浮世絵師の歌川国貞(三代目歌川豊国)による役者絵です。1863年の作品となります。
五代目 板東彦三郎が演じる斎藤実盛が描かれています。
歌舞伎の「実盛物語」に登場する実盛は平安時代末期の武将で、
元は源氏に仕えたが、時勢の流れで平家に仕えるようになった人物です。
年老いて白髪になっても、墨で黒く染めて若々しい姿で大将らしく戦に挑み、討死するという勇ましさや、平家と源氏の板挟みになる悲劇性を持つ役です。

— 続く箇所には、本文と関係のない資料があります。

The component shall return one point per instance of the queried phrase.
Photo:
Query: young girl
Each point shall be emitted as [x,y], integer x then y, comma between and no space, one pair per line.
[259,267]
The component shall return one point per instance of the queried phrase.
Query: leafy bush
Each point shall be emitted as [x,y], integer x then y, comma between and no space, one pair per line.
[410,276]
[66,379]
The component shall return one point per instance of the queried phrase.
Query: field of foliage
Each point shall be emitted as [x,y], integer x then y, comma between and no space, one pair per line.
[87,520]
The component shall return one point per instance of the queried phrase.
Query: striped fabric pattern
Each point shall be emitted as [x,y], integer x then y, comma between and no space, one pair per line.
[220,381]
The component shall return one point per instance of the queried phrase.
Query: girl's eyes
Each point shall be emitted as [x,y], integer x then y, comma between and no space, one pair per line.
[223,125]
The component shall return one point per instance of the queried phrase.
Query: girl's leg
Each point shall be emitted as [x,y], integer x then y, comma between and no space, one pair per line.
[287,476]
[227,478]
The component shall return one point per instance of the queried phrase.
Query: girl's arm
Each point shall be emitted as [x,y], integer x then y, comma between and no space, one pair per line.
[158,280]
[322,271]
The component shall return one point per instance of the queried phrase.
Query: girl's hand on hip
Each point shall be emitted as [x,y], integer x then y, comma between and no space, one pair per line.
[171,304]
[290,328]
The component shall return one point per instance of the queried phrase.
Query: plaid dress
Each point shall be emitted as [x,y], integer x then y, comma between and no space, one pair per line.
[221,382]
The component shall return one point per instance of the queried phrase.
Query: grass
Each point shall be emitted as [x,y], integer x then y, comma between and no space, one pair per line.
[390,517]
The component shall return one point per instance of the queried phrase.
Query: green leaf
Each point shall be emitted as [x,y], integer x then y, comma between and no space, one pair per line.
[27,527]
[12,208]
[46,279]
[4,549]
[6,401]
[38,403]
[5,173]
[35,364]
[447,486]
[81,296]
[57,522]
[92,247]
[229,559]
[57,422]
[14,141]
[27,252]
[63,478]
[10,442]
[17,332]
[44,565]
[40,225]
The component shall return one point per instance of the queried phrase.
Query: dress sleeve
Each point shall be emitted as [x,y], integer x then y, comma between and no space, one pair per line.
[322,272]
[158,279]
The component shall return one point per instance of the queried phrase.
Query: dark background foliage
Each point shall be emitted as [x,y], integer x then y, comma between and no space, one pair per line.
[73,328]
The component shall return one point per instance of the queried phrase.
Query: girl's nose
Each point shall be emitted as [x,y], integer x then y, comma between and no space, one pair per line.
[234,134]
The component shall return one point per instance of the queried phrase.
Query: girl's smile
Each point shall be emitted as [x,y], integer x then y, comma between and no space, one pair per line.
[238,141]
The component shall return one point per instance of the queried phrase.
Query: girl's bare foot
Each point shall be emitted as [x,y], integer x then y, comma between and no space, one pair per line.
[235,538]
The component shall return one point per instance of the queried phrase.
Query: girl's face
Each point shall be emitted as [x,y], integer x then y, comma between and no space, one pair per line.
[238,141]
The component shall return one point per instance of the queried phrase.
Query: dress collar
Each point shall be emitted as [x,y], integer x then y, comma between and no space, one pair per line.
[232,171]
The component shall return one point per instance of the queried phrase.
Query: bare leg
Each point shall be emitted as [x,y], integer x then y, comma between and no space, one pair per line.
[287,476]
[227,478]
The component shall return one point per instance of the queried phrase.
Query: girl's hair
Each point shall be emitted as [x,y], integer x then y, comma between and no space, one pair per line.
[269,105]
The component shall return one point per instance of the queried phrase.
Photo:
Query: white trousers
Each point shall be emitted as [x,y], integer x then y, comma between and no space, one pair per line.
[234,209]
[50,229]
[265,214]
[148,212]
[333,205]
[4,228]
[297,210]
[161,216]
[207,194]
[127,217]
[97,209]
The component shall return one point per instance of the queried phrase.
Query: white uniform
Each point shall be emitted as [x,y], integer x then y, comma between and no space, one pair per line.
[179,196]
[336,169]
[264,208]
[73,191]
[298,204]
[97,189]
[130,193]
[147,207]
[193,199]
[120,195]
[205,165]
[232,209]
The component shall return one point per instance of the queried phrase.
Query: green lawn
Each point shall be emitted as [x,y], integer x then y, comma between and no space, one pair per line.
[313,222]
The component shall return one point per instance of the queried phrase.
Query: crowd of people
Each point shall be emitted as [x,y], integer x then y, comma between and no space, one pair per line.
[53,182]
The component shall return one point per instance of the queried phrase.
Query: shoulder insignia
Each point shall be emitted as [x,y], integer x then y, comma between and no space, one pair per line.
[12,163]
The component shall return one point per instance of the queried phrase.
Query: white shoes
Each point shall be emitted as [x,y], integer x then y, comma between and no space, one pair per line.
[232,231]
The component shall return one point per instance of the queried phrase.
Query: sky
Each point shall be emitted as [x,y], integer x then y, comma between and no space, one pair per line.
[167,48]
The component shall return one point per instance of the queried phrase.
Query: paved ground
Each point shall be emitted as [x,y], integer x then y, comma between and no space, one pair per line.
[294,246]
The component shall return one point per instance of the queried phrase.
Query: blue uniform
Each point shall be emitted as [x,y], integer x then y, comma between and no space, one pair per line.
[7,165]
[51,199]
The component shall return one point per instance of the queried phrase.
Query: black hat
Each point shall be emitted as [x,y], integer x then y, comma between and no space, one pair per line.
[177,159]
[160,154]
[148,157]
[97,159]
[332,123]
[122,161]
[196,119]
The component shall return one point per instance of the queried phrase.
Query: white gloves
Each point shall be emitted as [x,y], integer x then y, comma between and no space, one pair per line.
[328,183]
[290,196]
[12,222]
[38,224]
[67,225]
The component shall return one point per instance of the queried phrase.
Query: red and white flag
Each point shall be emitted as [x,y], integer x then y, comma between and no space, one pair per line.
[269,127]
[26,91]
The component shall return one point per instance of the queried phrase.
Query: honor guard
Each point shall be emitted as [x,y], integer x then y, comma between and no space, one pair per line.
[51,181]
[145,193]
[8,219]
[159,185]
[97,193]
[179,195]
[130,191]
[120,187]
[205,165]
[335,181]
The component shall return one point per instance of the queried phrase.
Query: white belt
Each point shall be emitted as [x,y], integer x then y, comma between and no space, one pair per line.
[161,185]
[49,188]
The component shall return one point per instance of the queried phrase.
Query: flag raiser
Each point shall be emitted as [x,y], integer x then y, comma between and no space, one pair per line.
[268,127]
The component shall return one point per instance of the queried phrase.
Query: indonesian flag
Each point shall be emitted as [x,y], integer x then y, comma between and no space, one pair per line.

衣装には平家の揚羽蝶紋(あげはちょうもん)が大きく描かれています。これは歌舞伎衣装の典型的なもので、「この人物は平家や源平合戦に関わりのある人物」と一目で観客に伝えるための仕掛けです。
また、歌舞伎の慣例で、青は源氏方を象徴し、赤は平家方を象徴することが多いです。
本作の衣装は青を基調に、赤を差し色にしていることで、
実盛が現在は平家の人間だが、源氏の恩義を忘れていないことが示唆されます。
また、左の豊国のサインの近くに「七十七歳」とあり、これは豊国が77歳の時の作品だと分かります。
江戸後期、特に三代目豊国は晩年に自分の年齢をサインの横に書くことがよくありました。
長寿を誇るサインの一部として入れています。